Toda a história do mundo não seria mais do que a sucessão de normas estatais, as quais constituiriam momentos de um devir absoluto. O mundo oriental, o mundo greco-romano e o mundo germânico seriam os três momentos dessa história, os três momentos da realização da liberdade do espírito. Por outro lado, a vontade do indivíduo estaria em íntima relação com a vontade da comunidade e essa relação teria assumido historicamente três formas: a democracia grega, a monarquia moderna e a moralidade.

Vinculada a estas teorias da história e do Estado, está a teoria da alienação, que remonta ao período em que o filósofo viveu em Berna (1793/96). Ali, surge a noção de “positividade”. Em Berna o filósofo recusou as ramificações sociais e culturais de todo poder político que fosse incompatível com a autonomia do sujeito moral, as quais foram denominadas de “positividade”

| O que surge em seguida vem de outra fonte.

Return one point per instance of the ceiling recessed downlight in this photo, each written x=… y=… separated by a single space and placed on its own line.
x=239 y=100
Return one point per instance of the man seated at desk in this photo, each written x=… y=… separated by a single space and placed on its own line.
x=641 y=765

(no sentido depreciativo de algo estranho, hostil, petrificado). A positividade seria vista, posteriormente, como alienação da consciência, etapa histórica inelutável do processo de socialização, tema central da Fenomenologia do Espírito.

Nessa obra, a consciência, como se fosse o protagonista de um romance do século XIX, faz o duro aprendizado do mundo: vai se enriquecendo com as ilusões que perde e a repetição desses desenganos sucessivos cristaliza-se numa espécie de sabedoria final a respeito da sociedade e da história. Nesse processo contínuo, a consciência se aliena, perdendo-se no mundo da cultura que ela própria vai moldando, sendo modificada e formada por ele. (In Os Pensadores: Hegel, 1985, p. XVIII).

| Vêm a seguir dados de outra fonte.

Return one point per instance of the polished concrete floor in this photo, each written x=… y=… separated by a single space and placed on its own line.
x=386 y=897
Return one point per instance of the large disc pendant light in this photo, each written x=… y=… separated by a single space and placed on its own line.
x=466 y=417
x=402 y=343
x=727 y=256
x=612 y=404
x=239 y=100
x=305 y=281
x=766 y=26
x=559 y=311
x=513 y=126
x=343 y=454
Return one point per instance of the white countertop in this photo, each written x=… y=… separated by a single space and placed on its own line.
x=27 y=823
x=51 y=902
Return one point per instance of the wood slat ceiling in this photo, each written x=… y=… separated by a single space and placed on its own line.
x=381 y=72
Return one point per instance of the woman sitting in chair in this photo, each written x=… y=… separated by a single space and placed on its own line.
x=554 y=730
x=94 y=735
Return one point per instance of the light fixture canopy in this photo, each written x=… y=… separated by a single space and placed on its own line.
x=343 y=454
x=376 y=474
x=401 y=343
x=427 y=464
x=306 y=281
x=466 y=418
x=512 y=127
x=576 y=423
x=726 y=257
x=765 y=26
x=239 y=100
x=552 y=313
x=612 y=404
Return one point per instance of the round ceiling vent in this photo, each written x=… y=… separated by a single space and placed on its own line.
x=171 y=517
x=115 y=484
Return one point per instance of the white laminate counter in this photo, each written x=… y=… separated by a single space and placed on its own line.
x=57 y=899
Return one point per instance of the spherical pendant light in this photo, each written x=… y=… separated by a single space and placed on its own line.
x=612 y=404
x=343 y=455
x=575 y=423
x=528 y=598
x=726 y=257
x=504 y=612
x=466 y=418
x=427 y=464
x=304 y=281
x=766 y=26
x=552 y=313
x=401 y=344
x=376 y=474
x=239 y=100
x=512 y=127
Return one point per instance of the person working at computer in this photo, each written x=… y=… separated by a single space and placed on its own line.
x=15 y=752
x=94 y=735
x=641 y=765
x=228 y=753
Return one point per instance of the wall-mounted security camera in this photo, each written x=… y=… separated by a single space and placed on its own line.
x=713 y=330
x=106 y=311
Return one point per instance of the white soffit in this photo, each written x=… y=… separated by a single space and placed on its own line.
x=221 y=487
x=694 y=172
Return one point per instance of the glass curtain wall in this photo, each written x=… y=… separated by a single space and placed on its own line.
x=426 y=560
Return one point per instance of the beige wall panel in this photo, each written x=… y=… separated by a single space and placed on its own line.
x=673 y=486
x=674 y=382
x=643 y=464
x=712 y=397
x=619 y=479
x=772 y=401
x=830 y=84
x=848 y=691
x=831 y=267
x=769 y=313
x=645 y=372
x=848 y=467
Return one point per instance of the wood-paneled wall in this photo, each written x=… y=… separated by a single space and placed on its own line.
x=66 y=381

Na Fenomenologia, a positividade – que no período anterior era vista como um destino enigmático que oprimia a consciência – é suporte social da própria realização da consciência.

Sem humor negro, Hegel via nesse rosário de frustrações o avesso necessário da reconciliação com a realidade social. Na mesma medida em que a razão “astuciosa”, ao urdir a trama da história, põe a realização dos interesses particulares a serviço da reprodução da sociedade, ela entrava o livre curso das aspirações e ideais do indivíduo isolado. Esse realismo desabusado é a contrapartida irrecusável do otimismo que inspira a noção de “ardil da razão”. De resto, eles são indissociáveis, pois o processo de alienação do sujeito, sendo também o de sua formação, encerra a promessa de sua própria supressão: ponto de equilíbrio entrevisto por Hegel no funcionamento da sociedade sob a égide de um Estado racional. (In Os Pensadores: Hegel, 1985, p. XVIII).

Tais temas do assujeitamento dos homens, dos indivíduos, à razão, à idéia, à cultura, são centrais na obra de Stirner. Porém, não sem ironia e sarcasmo, este vê na afirmação de seus próprios interesses e necessidades, na autofruição, a inversão necessária dessa perspectiva, para que o indivíduo possa se reconciliar consigo mesmo. O Único se revolta contra o “espírito” universalizante e totalizador e eleva a sua unicidade acima deste e de seus correlatos: Estado e sociedade racionais.